Voglio comunque inserire una doverosa citazione per un mio amatissimo compagno di moltissime ore, eccitanti, commoventi e di assoluto impegno intellettuale, l’ebook.

Oggi sono alla quarta macchina con lo schermo eInk dedicata alla lettura e ne voglio ribadire l’assoluta superiorità: si tiene aperto con una sola mano (provate voi a tenere aperto a letto il volume in brossura di 1049 pagine dei Pilastri della Terra di Ken Follet), consumo di batteria ridottissimo (settimane invece di ore rispetto a uno smartphone), lettura perfetta al sole, può contenere migliaia di libri, traduzione e dizionario istantanei e contestuali, ricerca di testo libero, inserimento annotazioni, segnalibro automatico, diversi font utilizzabili e soprattutto grandi quanto si vuole, e con l’avanzare dell’età questo non è affatto banale, dimensioni e peso ridottissimi rispetto a un libro, eppure c’è ancora chi dice: ma il profumo della carta e della stampa, la sensazione tattile della carta quando invece di un libro della collana Meridiani sta leggendo un misero paperback.

 

Ho voluto lasciare per ultima l’innovazione più rivoluzionaria di tutte quelle che ho vissuto. Sto parlando di internet ovviamente.

Il primo file del mio archivio digitale che conferma la mia presenza attiva su internet risale al 24 gennaio del 1996, quando acquistai online la licenza di Hot Dog, uno dei primi editor HTML.

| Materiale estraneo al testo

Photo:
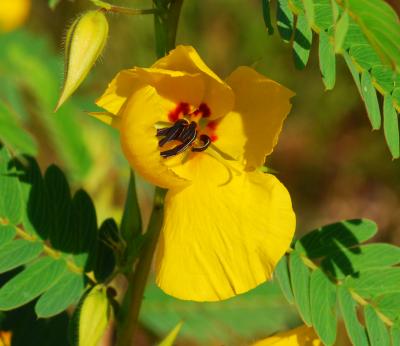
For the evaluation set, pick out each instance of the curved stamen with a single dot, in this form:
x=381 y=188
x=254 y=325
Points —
x=173 y=132
x=181 y=147
x=187 y=132
x=206 y=142
x=164 y=131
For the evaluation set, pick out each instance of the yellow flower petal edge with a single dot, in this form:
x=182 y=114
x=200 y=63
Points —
x=220 y=241
x=263 y=105
x=182 y=128
x=300 y=336
x=13 y=13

È probabile quindi che io abbia cominciato a navigare su internet nel 1995. Acquistai Hot Dog per cercare di rabberciare almeno una paginetta per l’azienda per la quale lavoravo.

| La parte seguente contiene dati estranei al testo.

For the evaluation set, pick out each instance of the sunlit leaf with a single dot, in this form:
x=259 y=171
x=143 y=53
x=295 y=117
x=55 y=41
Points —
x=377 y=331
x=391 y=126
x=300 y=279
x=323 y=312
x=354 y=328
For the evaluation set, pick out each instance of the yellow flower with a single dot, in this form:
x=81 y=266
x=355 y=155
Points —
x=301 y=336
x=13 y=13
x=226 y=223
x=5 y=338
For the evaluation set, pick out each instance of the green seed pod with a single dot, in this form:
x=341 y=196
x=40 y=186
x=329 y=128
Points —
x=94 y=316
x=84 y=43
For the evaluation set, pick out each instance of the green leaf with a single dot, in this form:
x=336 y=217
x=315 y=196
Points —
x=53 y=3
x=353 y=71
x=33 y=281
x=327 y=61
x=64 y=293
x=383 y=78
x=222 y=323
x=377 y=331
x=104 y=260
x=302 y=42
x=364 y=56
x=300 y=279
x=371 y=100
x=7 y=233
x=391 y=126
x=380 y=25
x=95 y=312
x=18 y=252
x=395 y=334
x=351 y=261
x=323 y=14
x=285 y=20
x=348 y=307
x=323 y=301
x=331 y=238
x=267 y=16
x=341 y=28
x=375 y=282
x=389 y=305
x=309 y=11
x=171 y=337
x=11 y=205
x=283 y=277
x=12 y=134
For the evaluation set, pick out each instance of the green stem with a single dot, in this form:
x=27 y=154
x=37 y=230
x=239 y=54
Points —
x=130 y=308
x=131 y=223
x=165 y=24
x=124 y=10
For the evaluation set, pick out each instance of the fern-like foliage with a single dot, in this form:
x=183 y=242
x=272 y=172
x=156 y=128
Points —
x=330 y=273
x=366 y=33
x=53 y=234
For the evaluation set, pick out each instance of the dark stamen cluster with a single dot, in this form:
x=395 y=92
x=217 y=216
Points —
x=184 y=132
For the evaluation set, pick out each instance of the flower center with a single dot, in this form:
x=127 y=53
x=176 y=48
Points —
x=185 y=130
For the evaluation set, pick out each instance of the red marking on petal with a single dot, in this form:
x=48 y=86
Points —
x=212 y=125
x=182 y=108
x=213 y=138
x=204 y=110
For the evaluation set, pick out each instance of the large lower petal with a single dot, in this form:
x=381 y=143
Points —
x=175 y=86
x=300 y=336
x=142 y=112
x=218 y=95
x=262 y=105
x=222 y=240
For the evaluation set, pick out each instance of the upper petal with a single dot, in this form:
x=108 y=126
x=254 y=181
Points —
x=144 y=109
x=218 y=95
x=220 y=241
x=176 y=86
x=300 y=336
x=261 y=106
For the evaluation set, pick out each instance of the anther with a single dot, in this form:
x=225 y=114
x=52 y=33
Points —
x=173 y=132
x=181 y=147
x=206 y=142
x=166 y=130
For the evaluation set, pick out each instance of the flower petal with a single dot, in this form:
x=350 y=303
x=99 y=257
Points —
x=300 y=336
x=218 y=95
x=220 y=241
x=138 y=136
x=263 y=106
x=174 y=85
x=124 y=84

Nel 1997 creai il mio primo sito personale www.pasotti.org, perché ero stato bannato da usa.net, dove avevo creato il mio primo sito, perché avevo usato lo spazio a mia disposizione come se fosse un repository su cloud, un antesignano dei vari Dropbox, Google Drive, Onedrive, ecc., per archiviare i miei file senza doverli salvare sui lentissimi floppy disk e per potervi accedere quando mi trasferivo da un ufficio a un altro.

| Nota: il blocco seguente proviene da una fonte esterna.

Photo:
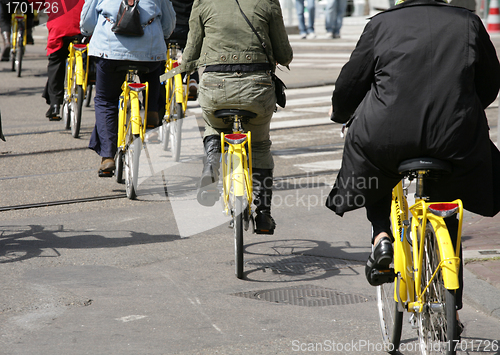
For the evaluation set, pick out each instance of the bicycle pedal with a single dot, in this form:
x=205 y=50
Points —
x=382 y=276
x=103 y=173
x=207 y=197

Su Internet da allora ho fatto veramente di tutto e di tutto ho imparato e avuto.

In cassa mia ho collegato a Internet tutto quello che potevo collegare e/o mi hanno lasciato collegare (per fortuna non vivo da solo…).

Non voglio di certo mettermi a elencare vantaggi e svantaggi della grande rete, ma solo ricordare come certe cose fossero davvero difficili, lunghe o addirittura impossibili prima di internet.

Nel corso del mio primo impiego mi capitò di partecipare a una gara internazionale per la fornitura di un complesso impianto per l’automazione di una centrale idroelettrica a Medellin in Colombia.

L’azienda per la quale lavoravo non aveva tutte le competenze per completare la fornitura e quindi si rese necessario coinvolgere altre aziende in veste di fornitori.

Ci vollero mesi per identificare i partner corretti, raccogliere fisicamente la documentazione (ed essendo a Milano era quasi tutto presente in città) e alla fine confezionare alcuni scatoloni di raccoglitori (erano richieste più copie) e inviare un nostro collega con quell’ingombrante bagaglio fino in Colombia per consegnare di persona la proposta.

Questo scherzetto (detto fra noi senza speranza) costò all’azienda un occhio nella testa ma fa una impareggiabile prova di coesione e intraprendenza che ci consentì d’imparare a superare altre prove anche se non di quella dimensione. Se a quei tempi avessimo avuto internet, la ricerca dei partner e raccolta della documentazione ci sarebbe costata pochi giorni e nessuno avrebbe dovuto fare migliaia di fotocopie, assiemarle in raccoglitori e poi portarle fisicamente di persona a migliaia di chilometri di distanza.

Di esempi come questo ne potrei portare a centinaia sia per la sfera lavorativa, sia per quella personale, ma lo scopo di questo capitolo non è realizzare un’analisi puntuale e storiografica dell’innovazione ma rendere l’idea di quante cose siano cambiate e a quale velocità in pochi decenni partendo dalla distribuzione delle barre di ghiaccio con un carro trainato da un cavallo a Milano nel 1960 alla messa in orbita della prima navicella spaziale commerciale del 2020, dal telefono inchiavardato su una parete allo smartphone nelle nostre tasche, dal regolo calcolatore al tablet che portiamo in borsa.

È davvero cambiato tutto e il trend non tende a rallentare e quindi nessuno di noi ha idea di dove ci ritroveremo solo fra qualche anno e soprattutto su cosa e quanto sarà restato da fare agli esseri umani e non alle macchine.